While it is commendable to raise a broad range of issues in a supplemental rule proposal following significant new legislation, the SEC should carefully avoid an illogical application of its proposed certification rules to UIT separate accounts. These entities can be justifiably differentiated from the true focus of Section 302 certifications. It would be out of character for the SEC to require signatories to make certifications about financials of independent mutual funds in UIT portfolios.4
Thank you for your attention to our views. If any questions develop, please call.
Carl B. Wilkerson
|1||The proposals appeared in Release Nos. 34-46300 (August 2, 2002) and 34-46079 (June 14, 2002).|
|2||Senator Michael Enzi stated in the Congressional Record on July 25, 2002 that "[w]ith respect to section 302, the conference recognizes that results presented in financial statements often necessarily require accompanying disclosures in order to apprise investors of the company's true financial condition and results of operations. The supplemental information contained in these additional disclosures increases transparency for investors. Accordingly, the relevant officers must certify that the financial statements together with the disclosures contained in the periodic report, taken as a whole, are appropriate and fairly represent, in all material respects, the operations and financial condition of the issuer."|
|3||The Form N-SAR is the only 1934 Act report filed by UIT Separate Accounts pursuant to Section 15(d) of the 1934 Act, the trigger for Section 302 certification requirements. While Form N-SAR is technically a report filed pursuant to the 1934 Act, it is uniquely an investment company report, and widely considered to be a report filed under the Investment Company Act of 1940, rather than a periodic report typically filed by public companies under the 1934 Act.|
|4|| Certain mutual life insurance companies operate separate accounts to fund variable annuity contracts for self-employed individuals and their employees (HR-10 plans). These separate accounts are excluded from the 1940 Act definition of "investment company" by Section 3(c)(11) of the 1940 Act, but the contracts are registered under the Securities Act of 1933 on Form N-4. The 1933 Act registration results in 1934 Act reporting obligations under Section 15(d).

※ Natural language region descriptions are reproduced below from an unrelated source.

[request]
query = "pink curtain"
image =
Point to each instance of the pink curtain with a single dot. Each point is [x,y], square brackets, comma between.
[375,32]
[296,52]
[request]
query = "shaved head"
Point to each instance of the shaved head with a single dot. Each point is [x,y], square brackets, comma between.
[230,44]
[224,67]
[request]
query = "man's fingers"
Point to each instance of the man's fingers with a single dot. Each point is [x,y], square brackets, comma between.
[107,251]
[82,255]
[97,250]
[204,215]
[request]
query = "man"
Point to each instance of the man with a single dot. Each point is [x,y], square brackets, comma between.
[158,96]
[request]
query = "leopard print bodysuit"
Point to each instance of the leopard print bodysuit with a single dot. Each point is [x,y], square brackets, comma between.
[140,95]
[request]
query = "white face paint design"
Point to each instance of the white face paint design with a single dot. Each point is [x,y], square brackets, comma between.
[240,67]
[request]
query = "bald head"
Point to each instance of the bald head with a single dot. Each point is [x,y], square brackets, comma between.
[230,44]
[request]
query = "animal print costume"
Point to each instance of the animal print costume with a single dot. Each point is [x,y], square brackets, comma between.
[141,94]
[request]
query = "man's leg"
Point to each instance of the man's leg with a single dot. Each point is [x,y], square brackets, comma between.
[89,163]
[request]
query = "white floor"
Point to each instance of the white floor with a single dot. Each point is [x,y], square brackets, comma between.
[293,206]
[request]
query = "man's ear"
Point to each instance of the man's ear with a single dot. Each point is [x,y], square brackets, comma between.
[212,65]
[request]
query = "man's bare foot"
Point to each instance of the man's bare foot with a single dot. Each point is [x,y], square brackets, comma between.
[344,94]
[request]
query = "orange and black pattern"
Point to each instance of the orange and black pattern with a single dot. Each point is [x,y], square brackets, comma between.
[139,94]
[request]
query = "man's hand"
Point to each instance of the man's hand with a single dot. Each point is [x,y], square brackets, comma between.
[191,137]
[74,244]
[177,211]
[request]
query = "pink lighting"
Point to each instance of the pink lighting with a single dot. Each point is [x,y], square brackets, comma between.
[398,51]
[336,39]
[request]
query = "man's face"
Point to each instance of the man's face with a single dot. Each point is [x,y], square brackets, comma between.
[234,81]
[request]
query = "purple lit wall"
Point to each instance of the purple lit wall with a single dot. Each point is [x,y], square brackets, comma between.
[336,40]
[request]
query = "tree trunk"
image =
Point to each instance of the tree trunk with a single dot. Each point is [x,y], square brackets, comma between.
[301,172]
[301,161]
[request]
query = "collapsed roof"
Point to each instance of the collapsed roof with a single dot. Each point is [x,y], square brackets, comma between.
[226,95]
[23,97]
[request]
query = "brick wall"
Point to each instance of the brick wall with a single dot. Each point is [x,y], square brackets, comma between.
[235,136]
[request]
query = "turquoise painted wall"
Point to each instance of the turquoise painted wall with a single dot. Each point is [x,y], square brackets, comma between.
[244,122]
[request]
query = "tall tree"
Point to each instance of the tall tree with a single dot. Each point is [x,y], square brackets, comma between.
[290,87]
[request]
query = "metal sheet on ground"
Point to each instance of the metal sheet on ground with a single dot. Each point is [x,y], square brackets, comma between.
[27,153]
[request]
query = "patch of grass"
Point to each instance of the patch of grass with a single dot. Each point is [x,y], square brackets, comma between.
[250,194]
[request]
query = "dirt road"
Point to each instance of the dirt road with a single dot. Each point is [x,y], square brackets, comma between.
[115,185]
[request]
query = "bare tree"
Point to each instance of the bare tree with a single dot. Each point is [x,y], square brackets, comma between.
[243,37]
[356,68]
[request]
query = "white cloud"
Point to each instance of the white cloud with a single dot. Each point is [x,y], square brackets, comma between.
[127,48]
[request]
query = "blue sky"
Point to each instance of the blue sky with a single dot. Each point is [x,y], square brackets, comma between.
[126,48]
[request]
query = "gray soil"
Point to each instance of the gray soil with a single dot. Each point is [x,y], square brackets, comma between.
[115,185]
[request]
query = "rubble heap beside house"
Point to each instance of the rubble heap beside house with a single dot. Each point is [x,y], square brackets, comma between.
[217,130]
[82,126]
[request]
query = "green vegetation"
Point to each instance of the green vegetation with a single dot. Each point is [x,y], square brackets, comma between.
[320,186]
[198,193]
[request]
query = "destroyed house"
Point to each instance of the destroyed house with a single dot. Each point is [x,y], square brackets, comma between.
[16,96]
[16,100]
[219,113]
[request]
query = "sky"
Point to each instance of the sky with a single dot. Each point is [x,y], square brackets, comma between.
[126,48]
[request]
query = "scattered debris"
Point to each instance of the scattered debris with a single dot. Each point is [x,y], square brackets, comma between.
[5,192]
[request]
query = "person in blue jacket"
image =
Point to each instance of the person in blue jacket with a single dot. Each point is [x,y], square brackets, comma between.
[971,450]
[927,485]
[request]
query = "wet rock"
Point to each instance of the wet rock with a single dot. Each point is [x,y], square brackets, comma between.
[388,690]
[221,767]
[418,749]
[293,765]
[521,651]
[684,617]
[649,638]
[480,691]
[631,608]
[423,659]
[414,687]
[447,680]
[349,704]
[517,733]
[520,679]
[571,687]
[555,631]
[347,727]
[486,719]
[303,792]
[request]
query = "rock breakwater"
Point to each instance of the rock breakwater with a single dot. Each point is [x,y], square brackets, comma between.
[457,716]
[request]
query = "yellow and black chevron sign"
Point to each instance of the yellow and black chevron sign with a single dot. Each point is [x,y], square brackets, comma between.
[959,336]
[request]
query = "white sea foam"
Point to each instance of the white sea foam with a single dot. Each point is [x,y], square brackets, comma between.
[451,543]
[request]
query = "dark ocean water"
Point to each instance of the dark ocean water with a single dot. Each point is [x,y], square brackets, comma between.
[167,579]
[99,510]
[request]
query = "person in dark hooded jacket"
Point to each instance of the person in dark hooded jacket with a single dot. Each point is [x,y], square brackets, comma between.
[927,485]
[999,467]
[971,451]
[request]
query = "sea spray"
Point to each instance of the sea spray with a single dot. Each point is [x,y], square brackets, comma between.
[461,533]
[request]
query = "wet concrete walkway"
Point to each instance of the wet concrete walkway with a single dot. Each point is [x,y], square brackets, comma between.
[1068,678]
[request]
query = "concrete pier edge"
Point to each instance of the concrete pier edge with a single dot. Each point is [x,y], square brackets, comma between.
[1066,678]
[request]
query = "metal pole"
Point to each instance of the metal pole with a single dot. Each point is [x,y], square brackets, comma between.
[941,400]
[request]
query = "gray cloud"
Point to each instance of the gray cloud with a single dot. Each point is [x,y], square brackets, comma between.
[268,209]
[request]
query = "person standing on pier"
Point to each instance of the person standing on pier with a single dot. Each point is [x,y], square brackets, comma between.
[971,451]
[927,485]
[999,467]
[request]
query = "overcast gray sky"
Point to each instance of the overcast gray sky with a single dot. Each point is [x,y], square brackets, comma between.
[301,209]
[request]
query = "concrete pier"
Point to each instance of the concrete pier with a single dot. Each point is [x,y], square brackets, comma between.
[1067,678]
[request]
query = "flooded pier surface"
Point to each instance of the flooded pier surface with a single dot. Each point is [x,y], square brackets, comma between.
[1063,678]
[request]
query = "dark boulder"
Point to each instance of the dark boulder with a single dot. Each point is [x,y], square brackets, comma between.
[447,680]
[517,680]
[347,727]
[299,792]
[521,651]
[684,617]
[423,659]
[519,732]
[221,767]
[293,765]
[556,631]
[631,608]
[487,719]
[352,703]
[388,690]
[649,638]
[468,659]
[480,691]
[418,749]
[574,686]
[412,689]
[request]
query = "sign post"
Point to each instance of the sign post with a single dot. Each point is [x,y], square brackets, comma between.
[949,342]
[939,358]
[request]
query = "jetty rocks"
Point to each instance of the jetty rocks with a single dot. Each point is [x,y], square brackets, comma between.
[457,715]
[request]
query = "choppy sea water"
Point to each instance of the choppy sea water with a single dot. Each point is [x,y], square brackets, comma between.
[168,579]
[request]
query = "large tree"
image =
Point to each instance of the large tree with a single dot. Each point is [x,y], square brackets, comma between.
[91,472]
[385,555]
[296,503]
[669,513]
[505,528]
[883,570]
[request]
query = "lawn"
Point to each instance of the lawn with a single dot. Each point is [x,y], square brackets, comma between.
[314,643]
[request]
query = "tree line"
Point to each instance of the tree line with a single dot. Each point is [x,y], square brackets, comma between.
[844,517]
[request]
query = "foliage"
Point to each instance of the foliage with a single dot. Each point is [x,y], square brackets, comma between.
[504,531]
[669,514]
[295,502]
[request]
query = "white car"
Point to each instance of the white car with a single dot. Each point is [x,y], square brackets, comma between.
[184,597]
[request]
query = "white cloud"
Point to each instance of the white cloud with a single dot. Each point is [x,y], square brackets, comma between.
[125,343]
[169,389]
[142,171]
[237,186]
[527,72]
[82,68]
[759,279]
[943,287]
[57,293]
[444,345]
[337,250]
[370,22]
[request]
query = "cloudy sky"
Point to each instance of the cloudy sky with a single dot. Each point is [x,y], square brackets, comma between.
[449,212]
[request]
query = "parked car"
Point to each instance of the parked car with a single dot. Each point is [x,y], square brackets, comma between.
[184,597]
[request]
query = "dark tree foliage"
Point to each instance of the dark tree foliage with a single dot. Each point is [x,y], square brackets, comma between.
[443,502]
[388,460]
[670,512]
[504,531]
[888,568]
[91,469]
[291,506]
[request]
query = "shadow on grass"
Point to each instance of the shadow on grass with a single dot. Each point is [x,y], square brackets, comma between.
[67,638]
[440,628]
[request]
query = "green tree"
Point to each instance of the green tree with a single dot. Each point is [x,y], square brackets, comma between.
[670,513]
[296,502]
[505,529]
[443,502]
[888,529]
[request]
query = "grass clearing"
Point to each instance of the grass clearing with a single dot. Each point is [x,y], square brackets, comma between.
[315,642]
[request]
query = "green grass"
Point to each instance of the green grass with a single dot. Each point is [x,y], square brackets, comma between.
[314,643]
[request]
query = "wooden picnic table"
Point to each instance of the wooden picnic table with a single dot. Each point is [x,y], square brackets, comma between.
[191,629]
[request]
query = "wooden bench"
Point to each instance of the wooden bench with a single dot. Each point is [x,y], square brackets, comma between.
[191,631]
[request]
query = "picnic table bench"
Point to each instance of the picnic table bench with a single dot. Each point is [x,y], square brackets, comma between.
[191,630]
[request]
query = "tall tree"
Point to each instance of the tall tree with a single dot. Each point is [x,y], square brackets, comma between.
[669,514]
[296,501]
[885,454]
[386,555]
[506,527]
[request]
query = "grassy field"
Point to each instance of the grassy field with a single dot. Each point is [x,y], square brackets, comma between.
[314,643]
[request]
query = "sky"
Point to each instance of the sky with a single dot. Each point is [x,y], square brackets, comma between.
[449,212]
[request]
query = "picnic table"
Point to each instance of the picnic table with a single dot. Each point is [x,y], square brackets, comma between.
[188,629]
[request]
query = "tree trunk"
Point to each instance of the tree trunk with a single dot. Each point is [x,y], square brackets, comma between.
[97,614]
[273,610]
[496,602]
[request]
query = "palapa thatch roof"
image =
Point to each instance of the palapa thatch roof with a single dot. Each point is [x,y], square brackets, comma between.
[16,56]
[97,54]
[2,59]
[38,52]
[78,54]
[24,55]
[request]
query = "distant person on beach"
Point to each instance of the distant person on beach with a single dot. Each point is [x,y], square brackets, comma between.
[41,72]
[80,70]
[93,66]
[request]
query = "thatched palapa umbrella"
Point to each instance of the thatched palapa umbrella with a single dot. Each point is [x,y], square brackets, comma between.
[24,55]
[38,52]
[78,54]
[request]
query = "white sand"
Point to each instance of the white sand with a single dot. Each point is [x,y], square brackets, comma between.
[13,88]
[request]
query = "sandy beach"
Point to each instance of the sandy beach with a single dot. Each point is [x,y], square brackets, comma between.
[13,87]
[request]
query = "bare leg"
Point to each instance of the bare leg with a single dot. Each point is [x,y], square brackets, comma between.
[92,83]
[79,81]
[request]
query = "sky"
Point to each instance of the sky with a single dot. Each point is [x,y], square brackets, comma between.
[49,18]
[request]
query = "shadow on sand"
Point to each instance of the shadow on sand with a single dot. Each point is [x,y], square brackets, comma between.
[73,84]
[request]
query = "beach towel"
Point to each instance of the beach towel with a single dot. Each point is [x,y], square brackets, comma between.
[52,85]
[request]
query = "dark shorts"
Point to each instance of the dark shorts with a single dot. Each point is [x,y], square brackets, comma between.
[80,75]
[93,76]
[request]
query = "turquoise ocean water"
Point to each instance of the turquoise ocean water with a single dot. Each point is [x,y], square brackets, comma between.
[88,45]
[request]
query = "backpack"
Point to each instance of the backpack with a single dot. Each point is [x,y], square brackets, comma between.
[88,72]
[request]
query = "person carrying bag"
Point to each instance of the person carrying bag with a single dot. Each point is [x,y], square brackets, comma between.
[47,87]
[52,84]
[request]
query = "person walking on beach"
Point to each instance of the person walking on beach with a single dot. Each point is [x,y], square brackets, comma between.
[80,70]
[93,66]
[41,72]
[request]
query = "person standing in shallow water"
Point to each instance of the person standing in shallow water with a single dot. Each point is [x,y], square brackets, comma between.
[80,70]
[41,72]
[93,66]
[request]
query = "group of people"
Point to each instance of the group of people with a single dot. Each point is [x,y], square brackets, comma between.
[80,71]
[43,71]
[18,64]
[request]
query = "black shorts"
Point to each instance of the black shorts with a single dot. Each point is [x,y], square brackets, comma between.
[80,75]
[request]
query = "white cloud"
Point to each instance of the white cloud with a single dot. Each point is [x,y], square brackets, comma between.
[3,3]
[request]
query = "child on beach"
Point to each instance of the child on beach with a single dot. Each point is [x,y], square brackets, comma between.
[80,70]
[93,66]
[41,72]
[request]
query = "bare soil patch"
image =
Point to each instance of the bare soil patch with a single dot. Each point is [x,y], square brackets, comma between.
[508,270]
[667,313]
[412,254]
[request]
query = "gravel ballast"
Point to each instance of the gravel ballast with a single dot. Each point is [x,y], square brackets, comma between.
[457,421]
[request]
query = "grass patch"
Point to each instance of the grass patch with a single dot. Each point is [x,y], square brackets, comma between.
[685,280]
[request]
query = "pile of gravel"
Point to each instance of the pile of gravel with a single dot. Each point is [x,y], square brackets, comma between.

The reasons why a Section 302 certification should not apply to registered UIT separate accounts apply with equal force for these unregistered UIT separate accounts. In addition, life company financials relate to solvency, and not the fluctuating net asset value of variable contract separate accounts, which are not guaranteed by the life insurer sponsoring the variable contract. Mutual life insurance companies prepare their financial statements in accordance with accounting standards prescribed by state law. These standards are designed primarily to assure solvency. In contrast, Section 302 of the Sarbanes-Oxley Act requires certification that an issuer's financial statements "fairly present" its financial condition and results of operations in order to fulfill the informational needs of investors who both buy and sell their securities in a secondary market.
Certification of a mutual life insurance company's financial statements in accordance with Section 302 would not serve the interests of investors in variable annuity contracts and would not be in accord with the fair intent of this legislation. Identical treatment should be accorded registered and unregistered UIT separate accounts. Certification in either case does not fulfill informational needs germane to existing or future contract owners. Rather, it could present a misleading implication that the financial condition of the life insurance company has a bearing on the performance of the variable contract separate account.